Theorem 3.1 implies \(\lim_{n \rightarrow +\infty} \|f_{n} - T(f_{n})\| = 0\). Therefore we get

$$\liminf_{n \rightarrow\infty}\bigl\Vert T(f_{n}) - T(f)\bigr\Vert = \liminf_{ n \rightarrow\infty} \|f_{n} - f \| + \bigl\Vert f - T(f)\bigr\Vert . $$

On the other hand, we know that each \(f_{n}\) is comparable with f, for each \(n \geq1\), so we have

$$\liminf_{ n \rightarrow\infty} \|f_{n} - f \| + \bigl\Vert f - T(f) \bigr\Vert = \liminf_{n \rightarrow\infty}\bigl\Vert T(f_{n}) - T(f)\bigr\Vert \leq\liminf_{n \rightarrow \infty}\|f_{n} - f\|, $$

which obviously implies \(\|f-T(f) \| = 0\) or \(T(f) = f\). □

This result is a generalization of the original existence theorem in [19, 20] for nonexpansive mappings which are not monotone.

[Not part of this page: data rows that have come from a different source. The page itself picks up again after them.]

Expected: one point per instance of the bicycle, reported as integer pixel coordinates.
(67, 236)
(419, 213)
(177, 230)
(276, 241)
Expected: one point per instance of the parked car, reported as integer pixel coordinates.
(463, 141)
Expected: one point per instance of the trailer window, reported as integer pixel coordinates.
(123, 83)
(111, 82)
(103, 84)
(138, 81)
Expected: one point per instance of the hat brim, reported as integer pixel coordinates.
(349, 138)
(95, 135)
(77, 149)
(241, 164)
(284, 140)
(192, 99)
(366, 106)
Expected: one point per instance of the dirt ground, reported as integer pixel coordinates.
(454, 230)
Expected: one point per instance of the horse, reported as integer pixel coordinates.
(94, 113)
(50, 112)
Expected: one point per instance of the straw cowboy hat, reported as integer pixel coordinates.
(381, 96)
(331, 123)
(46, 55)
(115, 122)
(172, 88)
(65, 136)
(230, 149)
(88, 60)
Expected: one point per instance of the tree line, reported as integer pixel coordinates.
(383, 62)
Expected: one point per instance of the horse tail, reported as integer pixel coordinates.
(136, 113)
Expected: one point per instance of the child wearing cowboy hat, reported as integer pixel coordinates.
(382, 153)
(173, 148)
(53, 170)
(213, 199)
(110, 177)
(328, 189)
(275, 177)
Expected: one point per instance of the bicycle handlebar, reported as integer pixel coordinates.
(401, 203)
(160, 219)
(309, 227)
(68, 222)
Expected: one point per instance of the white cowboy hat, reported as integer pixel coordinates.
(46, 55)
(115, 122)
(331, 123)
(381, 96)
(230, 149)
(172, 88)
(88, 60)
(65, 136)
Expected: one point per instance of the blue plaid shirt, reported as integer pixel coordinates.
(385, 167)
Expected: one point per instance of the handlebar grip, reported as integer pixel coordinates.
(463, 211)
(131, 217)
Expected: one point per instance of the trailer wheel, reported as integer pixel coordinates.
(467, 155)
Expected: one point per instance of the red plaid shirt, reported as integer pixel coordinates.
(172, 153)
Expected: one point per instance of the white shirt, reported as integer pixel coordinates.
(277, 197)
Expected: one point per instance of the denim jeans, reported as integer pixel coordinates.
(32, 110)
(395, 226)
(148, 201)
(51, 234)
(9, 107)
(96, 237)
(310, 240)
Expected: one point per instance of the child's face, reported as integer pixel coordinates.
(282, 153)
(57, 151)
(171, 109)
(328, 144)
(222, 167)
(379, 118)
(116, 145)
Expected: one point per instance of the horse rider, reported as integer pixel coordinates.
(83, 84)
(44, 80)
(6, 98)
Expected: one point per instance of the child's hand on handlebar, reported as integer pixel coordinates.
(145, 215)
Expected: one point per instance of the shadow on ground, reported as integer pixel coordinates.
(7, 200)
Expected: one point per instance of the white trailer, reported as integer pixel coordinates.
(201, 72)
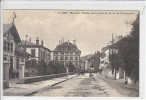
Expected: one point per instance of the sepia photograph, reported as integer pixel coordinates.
(70, 53)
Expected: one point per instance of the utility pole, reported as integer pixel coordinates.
(112, 56)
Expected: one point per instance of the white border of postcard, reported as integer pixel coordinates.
(98, 5)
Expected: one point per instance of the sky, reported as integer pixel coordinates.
(92, 29)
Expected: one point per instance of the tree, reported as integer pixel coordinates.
(129, 51)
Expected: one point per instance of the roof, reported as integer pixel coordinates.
(25, 43)
(22, 53)
(8, 27)
(67, 46)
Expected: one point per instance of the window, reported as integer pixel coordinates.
(11, 47)
(66, 58)
(5, 45)
(66, 52)
(76, 58)
(76, 63)
(48, 56)
(56, 58)
(61, 58)
(43, 54)
(4, 58)
(55, 52)
(33, 52)
(62, 52)
(71, 58)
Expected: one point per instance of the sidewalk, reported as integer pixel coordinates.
(26, 89)
(125, 89)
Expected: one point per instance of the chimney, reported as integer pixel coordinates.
(37, 41)
(42, 43)
(68, 42)
(74, 42)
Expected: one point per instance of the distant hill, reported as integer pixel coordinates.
(83, 58)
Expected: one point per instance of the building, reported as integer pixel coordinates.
(82, 65)
(40, 58)
(95, 61)
(66, 53)
(13, 57)
(106, 61)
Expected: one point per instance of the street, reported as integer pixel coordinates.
(81, 86)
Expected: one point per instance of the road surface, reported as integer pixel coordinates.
(80, 86)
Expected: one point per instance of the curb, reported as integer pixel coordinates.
(34, 92)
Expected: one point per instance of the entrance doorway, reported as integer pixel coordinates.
(11, 68)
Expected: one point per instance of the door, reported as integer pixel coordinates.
(11, 68)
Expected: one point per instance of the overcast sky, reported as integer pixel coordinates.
(92, 31)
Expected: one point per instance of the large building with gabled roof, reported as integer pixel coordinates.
(66, 53)
(12, 54)
(39, 55)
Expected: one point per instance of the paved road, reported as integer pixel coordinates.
(80, 86)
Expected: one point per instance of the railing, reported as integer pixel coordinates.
(27, 80)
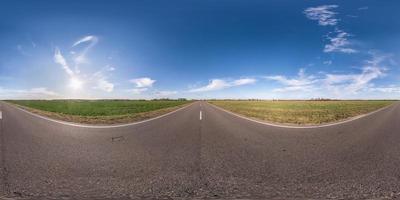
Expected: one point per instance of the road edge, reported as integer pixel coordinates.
(305, 126)
(96, 126)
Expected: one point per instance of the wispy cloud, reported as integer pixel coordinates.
(141, 85)
(387, 89)
(138, 90)
(59, 58)
(143, 82)
(339, 43)
(218, 84)
(81, 56)
(301, 82)
(326, 17)
(165, 93)
(335, 84)
(101, 81)
(34, 93)
(363, 8)
(323, 14)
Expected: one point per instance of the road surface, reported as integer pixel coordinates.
(199, 152)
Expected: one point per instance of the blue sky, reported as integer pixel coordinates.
(199, 49)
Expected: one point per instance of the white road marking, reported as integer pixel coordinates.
(298, 127)
(98, 126)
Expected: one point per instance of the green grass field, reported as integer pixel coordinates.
(301, 112)
(100, 111)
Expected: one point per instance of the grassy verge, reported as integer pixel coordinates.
(302, 112)
(100, 111)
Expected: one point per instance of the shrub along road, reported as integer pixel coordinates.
(191, 155)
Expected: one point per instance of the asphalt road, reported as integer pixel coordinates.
(183, 155)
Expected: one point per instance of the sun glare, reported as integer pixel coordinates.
(75, 84)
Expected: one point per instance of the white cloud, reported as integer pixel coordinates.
(363, 8)
(336, 85)
(339, 43)
(89, 38)
(138, 90)
(300, 82)
(326, 17)
(81, 57)
(243, 81)
(165, 93)
(323, 14)
(143, 82)
(101, 80)
(34, 93)
(388, 89)
(105, 85)
(59, 58)
(353, 83)
(218, 84)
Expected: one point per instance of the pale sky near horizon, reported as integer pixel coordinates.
(200, 49)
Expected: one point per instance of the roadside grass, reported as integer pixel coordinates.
(302, 112)
(100, 111)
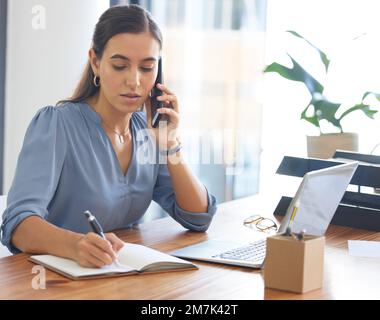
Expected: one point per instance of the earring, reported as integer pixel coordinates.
(97, 81)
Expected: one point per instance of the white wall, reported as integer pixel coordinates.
(47, 45)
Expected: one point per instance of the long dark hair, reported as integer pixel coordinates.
(119, 19)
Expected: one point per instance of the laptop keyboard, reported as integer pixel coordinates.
(251, 252)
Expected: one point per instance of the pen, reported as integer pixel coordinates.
(293, 215)
(97, 228)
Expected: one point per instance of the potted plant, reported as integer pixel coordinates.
(321, 108)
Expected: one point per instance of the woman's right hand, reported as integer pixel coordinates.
(91, 250)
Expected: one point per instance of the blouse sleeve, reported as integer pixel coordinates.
(37, 174)
(163, 194)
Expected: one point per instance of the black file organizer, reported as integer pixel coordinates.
(356, 210)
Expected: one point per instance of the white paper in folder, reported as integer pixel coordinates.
(319, 196)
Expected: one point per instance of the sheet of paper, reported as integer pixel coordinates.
(360, 248)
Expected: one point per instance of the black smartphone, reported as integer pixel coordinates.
(156, 117)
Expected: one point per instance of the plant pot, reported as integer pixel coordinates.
(325, 145)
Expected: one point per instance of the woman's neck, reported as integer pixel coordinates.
(113, 118)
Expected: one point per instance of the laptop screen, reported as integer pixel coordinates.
(317, 199)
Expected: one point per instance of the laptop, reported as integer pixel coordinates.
(316, 201)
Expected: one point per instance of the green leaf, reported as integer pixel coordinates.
(313, 119)
(322, 55)
(296, 73)
(326, 110)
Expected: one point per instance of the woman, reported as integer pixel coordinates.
(82, 154)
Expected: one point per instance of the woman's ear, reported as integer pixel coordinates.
(93, 61)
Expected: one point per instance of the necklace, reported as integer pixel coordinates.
(120, 135)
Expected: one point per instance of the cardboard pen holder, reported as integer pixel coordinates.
(294, 265)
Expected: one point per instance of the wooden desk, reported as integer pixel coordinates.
(346, 277)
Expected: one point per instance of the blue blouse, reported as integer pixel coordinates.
(67, 165)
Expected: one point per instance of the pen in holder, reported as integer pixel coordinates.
(294, 262)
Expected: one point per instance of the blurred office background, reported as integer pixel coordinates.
(214, 53)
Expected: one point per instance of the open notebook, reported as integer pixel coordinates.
(132, 258)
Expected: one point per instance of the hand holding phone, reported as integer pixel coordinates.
(155, 104)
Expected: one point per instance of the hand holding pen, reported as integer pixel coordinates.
(97, 249)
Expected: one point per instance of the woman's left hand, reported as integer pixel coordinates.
(165, 141)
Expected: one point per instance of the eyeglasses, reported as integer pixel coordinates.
(260, 223)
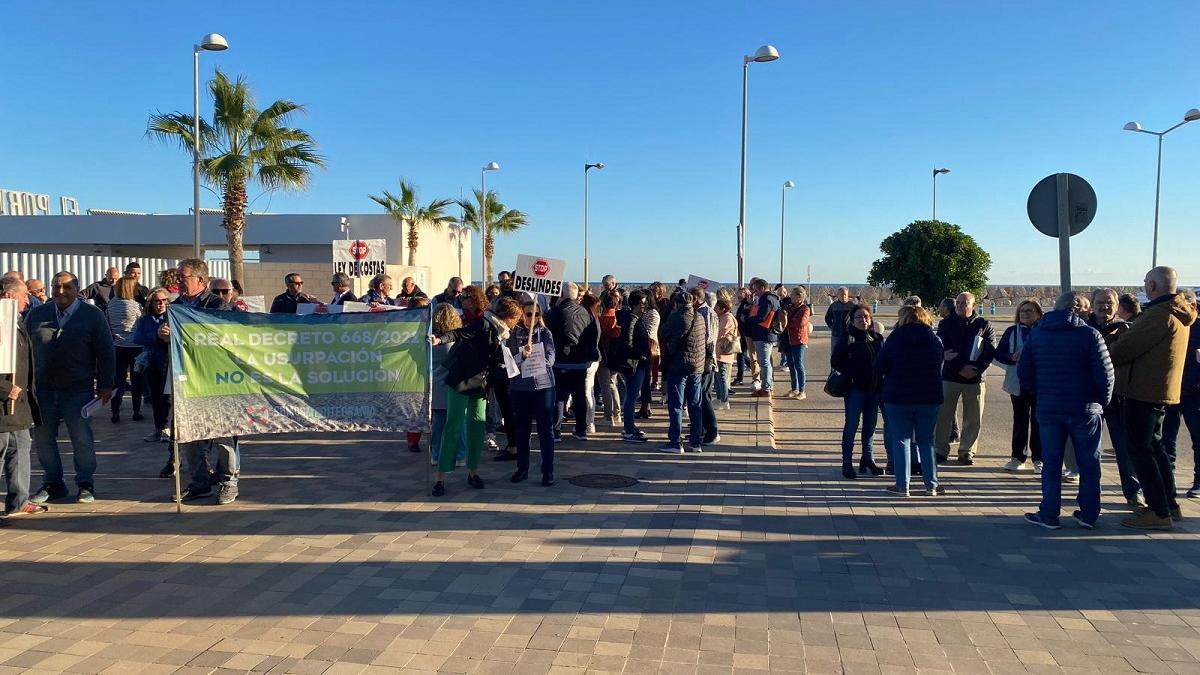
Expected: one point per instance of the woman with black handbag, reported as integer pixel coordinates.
(853, 356)
(475, 359)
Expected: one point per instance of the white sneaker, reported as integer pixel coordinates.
(1014, 465)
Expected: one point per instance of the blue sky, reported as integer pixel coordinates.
(865, 99)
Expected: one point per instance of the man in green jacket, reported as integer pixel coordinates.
(1149, 359)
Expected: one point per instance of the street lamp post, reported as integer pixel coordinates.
(783, 209)
(485, 217)
(763, 54)
(937, 171)
(1191, 115)
(586, 168)
(210, 42)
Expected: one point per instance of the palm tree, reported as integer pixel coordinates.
(405, 209)
(243, 144)
(499, 219)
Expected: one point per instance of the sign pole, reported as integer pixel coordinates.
(1063, 232)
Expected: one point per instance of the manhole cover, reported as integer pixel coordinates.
(603, 481)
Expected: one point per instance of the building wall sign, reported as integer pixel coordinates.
(17, 203)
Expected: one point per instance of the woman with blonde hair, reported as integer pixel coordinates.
(124, 312)
(1008, 353)
(911, 368)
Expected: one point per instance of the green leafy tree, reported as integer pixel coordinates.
(933, 260)
(499, 219)
(406, 209)
(243, 144)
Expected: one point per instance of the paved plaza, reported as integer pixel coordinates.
(749, 557)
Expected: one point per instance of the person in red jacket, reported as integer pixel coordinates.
(799, 326)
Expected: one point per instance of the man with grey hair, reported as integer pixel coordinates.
(19, 413)
(1149, 358)
(73, 363)
(1066, 365)
(1188, 408)
(969, 345)
(838, 315)
(576, 346)
(1105, 321)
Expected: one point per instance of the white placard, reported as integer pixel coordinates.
(537, 274)
(9, 335)
(360, 257)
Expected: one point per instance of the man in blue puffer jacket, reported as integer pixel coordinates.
(1067, 366)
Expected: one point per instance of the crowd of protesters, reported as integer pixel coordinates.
(507, 364)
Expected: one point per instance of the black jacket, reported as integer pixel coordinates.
(958, 334)
(855, 353)
(576, 333)
(287, 304)
(630, 350)
(24, 410)
(683, 342)
(910, 364)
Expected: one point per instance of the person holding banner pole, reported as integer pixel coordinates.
(474, 363)
(193, 291)
(533, 390)
(629, 353)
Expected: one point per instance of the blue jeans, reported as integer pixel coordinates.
(1188, 410)
(763, 350)
(64, 407)
(228, 461)
(796, 365)
(723, 381)
(1129, 485)
(633, 392)
(528, 407)
(684, 389)
(864, 405)
(906, 425)
(1084, 431)
(15, 449)
(439, 424)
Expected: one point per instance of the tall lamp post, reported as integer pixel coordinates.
(485, 217)
(937, 171)
(1191, 115)
(586, 168)
(210, 42)
(783, 209)
(763, 54)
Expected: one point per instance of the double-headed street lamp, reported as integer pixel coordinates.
(1191, 115)
(763, 54)
(783, 209)
(937, 171)
(586, 168)
(210, 42)
(484, 217)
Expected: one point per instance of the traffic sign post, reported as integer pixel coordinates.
(1062, 205)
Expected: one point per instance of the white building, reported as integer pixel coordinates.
(275, 245)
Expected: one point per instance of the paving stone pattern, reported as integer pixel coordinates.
(745, 559)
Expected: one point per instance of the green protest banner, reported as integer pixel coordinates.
(239, 372)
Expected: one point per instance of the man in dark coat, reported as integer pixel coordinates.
(1066, 365)
(683, 344)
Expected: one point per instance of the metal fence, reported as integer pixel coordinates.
(91, 268)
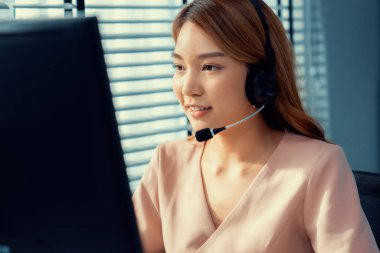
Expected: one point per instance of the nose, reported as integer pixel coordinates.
(191, 84)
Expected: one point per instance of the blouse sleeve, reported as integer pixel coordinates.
(146, 204)
(334, 219)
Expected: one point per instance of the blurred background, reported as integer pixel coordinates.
(337, 48)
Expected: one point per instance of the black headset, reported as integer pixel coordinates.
(261, 78)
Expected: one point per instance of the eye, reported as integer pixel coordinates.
(208, 67)
(177, 67)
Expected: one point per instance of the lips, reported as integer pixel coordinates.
(198, 108)
(198, 111)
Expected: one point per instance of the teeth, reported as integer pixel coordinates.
(198, 108)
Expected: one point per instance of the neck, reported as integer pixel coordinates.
(252, 142)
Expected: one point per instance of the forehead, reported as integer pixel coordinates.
(192, 39)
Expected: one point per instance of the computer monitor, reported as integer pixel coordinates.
(63, 181)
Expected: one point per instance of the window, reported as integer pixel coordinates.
(136, 37)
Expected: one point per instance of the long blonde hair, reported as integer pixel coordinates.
(236, 28)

As we said earlier, monotone nonexpansive mappings are not necessarily continuous. Therefore this class of mappings is bigger and is used to answer questions about the existence of positive or negative solutions in some applications considered in [2, 3].